The low last night of 0.9225 is the key support on the downside, then 0.9175.

In the run up to the FOMC meeting next week and expectations that thee FOMC WILL Taper the chances of the Aussie breaching the range top before then and with the RBA minutes out next Tuesday the Aussie is more likely to trade a range with a downside bias than break higher now.

Any call to 96 cents is thus on hold unless or until a topside break eventuates.

In other markets there was more positive news on Syria reducing the chances of a strike on Syria to almost zero (at the moment) as the Assad regime moves toward compliance with the global chemical weapons bans. But the only impact this appears to have market wise is that gold has crashed $41 or 3% to $1322 as fear washes out of the market and important technical levels were breached.

It is clear that much of golds rally was about the Syria tensions and it is now sitting on the last line of support before a dip toward $1275.

$1275 should be solid support.

The other key theme running through the markets appears to be an expectation that the Fed will taper next week after the FOMC meeting but that the taper will be small, $10 billion, and cautious and come with solid guidance on lower rates for longer. This helped US 10 year treasuries rally back to 2.92%, UK Gilts fell 6 basis points to 2.77% and in Germany Bunds fell 5 basis points to 1.95% as European industrial production disappointed with a fall of 1.5% in July against expectations of a 0.1% rise.

This weak European data knocked the Euro against the Yen and the pound the latter of which is at almost 8 month lows but against the USD the Euro at 1.3297 is only off marginally.

On the US stock market the focus does seem to have turned to the FOMC meeting and the run of rallies has ended.
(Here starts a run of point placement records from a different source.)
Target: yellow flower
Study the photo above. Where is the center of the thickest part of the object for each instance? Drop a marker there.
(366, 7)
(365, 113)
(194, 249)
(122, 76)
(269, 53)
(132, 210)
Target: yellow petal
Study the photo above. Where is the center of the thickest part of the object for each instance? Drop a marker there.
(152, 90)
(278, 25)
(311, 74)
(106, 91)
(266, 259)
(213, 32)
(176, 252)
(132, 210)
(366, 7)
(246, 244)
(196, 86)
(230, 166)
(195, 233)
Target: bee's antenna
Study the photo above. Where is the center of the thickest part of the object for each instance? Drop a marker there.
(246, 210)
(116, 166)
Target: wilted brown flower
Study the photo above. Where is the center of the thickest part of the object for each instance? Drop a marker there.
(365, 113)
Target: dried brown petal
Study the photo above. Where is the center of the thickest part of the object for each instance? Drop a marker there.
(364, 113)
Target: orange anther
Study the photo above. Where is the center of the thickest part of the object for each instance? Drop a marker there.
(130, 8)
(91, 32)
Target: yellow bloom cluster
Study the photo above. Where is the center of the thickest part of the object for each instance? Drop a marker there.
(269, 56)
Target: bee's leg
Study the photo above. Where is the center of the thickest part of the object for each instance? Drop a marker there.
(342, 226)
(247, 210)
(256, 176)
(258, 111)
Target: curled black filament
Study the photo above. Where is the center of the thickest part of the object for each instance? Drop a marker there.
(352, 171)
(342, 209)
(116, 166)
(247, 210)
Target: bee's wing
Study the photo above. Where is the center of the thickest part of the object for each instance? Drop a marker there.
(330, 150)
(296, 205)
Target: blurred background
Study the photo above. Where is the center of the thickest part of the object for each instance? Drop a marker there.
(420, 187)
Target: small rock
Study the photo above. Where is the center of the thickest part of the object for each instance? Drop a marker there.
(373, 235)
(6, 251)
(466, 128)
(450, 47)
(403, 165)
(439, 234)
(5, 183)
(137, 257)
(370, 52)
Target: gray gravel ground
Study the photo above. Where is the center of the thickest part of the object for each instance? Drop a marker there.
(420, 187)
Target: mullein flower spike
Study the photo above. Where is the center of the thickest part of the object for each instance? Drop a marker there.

Jobless claims overnight was much stronger than expected at 292,000 down 30,000 from the previous week but some processing problems have lessened the impact which would have been of a big uplift in expectations of a tough taper otherwise.

At the close the Dow fell 26 points to 15,301, the Nasdaq fell 0.24% and the S&P 500 was 6 points lower at 1693. In Europe the FTSE eked out a 0.01% gain but the DAX, CAC and FTSE MIB were all down

On the Sydney futures exchange the SPIS200 contract is down 12 points.

You can see in the chart below that yesterday the SPI hit resistance at the range top and like the Aussie has reversed. Weaker employment and focus on the FOMC mean it will take further rallies offshore to kick the market higher. Expect some consolidation first.

Support 5159 and 5125/35.

On Commodity markets as noted gold tanked but oil was a bit higher rising 1.07% to $108.71, Silver fell 4.42%, Copper dropped 1.42% to $3.21 lb., and the Ags moved around again with Soybeans up 2.62%, Wheat rose a little more than 1% and Corn fell 1%

On the data front NZ Business PMI and ANZ NZ Business confidence, unemployment and retail sales in Singapore, IP in Japan, EU employment and trade and then US PPI, retail sales and business inventories.